Les organisateur·ice·s et les guérisseur·se·s sont présent·e·s depuis longtemps pour dispenser des soins dans le cadre de mouvements, sans pour autant leur donner l’appellation de justice guérisseuse. En 2006, le Kindred Healing Justice Collective, un réseau de guérisseur·se·s politiques, de praticien·ne·s de santé et d’organisateur·ice·s dans le Sud-Est des États-Unis, a commencé à utiliser le terme de justice guérisseuse comme un cadre permettant de déterminer comment nous pouvons répondre et intervenir de manière holistique face au traumatisme et à la violence, en privilégiant les pratiques individuelles et collectives qui peuvent transformer l’oppression collectivement dans nos corps et vies collectifs, si particulières à la vie dans le Sud-Est des États-Unis et dans les pays du Sud global. Ces organisateur·ice·s du Sud — noir·e·s, indigènes, femmes racisées, personnes LGBTQI et allié·e·s — ont établi un lien entre la réalité du traumatisme générationnel et les histoires actuelles d’esclavage, de génocide et de marginalisation économique fondées sur l’économie du travail esclave et sur la colonisation. La justice guérisseuse est le fruit de ces histoires et elle met en avant la résilience et les pratiques de survie qui placent au cœurs de leurs préoccupations la sécurité collective et le bien-être-émotionnel, physique, spirituel, environnemental et mental des communautés. Ces pratiques répondent aux impacts de la violence et du traumatisme, y compris la violence interpersonnelle, systémique et générationnelle, et elles font valoir notre sécurité, notre pérennité et notre bien-être collectifs. Lorsqu’elles sont intégrées dans des stratégies du mouvement, ces pratiques nous aident, en tant qu’organisateur·ice·s et en tant que communautés, à prioriser notre sécurité et prendre soin les un·e·s des autres pour notre survie à long terme.

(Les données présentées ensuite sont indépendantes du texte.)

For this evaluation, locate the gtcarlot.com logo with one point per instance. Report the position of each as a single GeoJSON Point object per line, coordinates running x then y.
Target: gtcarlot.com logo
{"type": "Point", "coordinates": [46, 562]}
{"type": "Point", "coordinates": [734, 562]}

À peu près au même moment, des activistes des droits humains des femmes du monde entier s’occupaient de questions similaires, en échangeant au-delà des frontières et des continents sur la sûreté et la sécurité. Illes ont développé le cadre de la sécurité holistique, en citant le bien-être psychosocial, physique et numérique et diverses stratégies de sécurité comme des composantes fondamentales de l’action des mouvements. En contraste avec l’approche traditionnellement individualiste de la protection et de la sécurité, des activistes féministes, dont beaucoup étaient liées à l’Urgent Action Fund for Women’s Human Rights, ont commencé à affirmer que le bien-être était à la fois subversif et politique. Ce faisant, elles ont élargi de manière radicale les concepts individualistes de la sécurité pour promouvoir les soins collectifs et la résilience. À l’instar de la justice guérisseuse, la sécurité holistique dépend du contexte et de l’endroit, elle est adaptée en fonction des besoins et des difficultés spécifiques d’une communauté ou d’un mouvement, et elle est définie par les activistes elleux-mêmes. La sécurité holistique doit aussi sa spécificité à l’attention toute particulière portée à la sécurité numérique et à la gestion des informations et des données, considérée non seulement comme une composante essentielle de la sécurité en général mais aussi comme un acte d’autonomisation politique.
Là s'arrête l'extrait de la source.